First, their dreams were modest: to have their own school and be economically self-sufficient. Productive labor to tend to one’s everyday needs, along with a versatile education, was the basic pedagogical principle of the personality development system introduced by Ignaty Ionin. It was important to change the attitude of local people (who were initially hostile to “waifs and strays”) to the commune and then gradually increase the peasants’ general and work culture. To achieve this goal, the school would offer free seeds and seedlings thus, building friendly ties with the villagers.

Agricultural labor as the basis of teaching and personality development was the essence of Ionin’s commune. “Some branches of agriculture may serve as a fertile experimental ground,7” Ignaty Ionin wrote. He referred to “Krasniye Zori” as an agriculturally oriented suburban school. For instance, the fishing industry could be the subject of a Literature class; field trips to industrial plants would give first hand knowledge of how manufacturing worked. In 1923, the school received an award from the National Agricultural Exhibition. The award certificate emphasized the school’s “agricultural achievements as well as important results from the teaching process based on agricultural material.”

Life at the commune was jumping with various activities. The school structure and life were aimed at cherishing the wonderful feelings in children’s hearts, molding their noble character, and offering life experiences overseen by indisputably recognized authorities of strict-but-loving teachers and instructors, friendly-but-sincere peer opinions as well as self-analysis (many students of that school used to keep diaries).

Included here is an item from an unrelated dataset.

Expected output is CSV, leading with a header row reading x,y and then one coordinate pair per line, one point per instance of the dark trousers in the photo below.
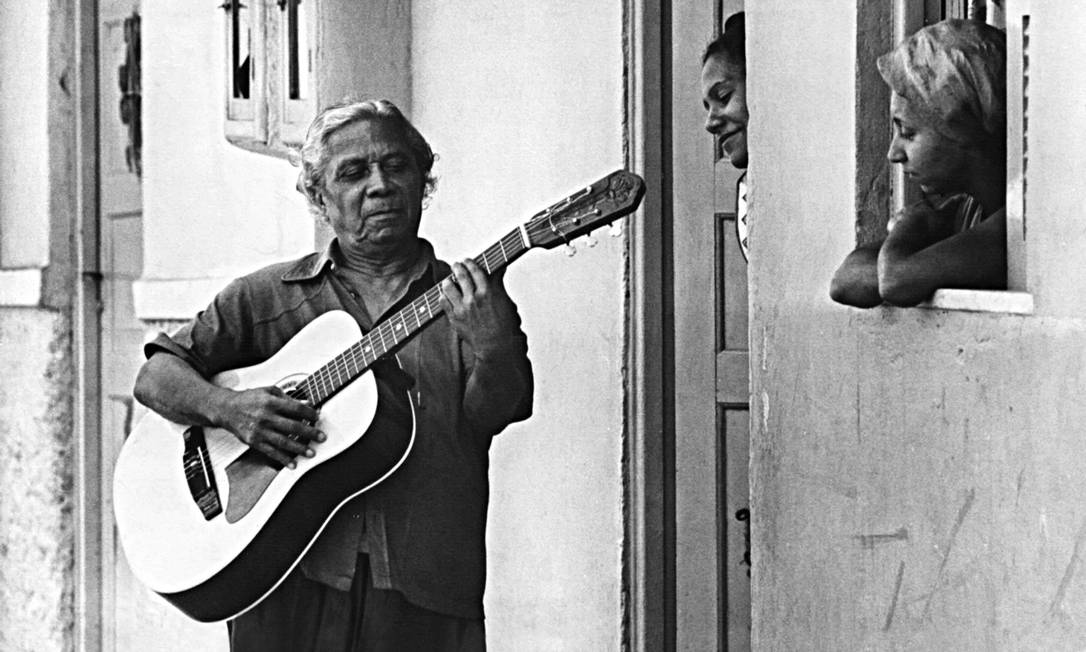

Children’s hearts were gradually opened to love. It was vital not to lose time. The teachers were resolved to take up this matter by planting flowerbeds around the manor house. Thus, every day, not by pictures but with their own eyes the children could enjoy majestic sunrises and sunsets, Alexander Pushkin’s “lavish withering of nature” in the fall, delightful winter tales, first awakening spring grass, meditative splendor of summer field flowers in blossom, etc.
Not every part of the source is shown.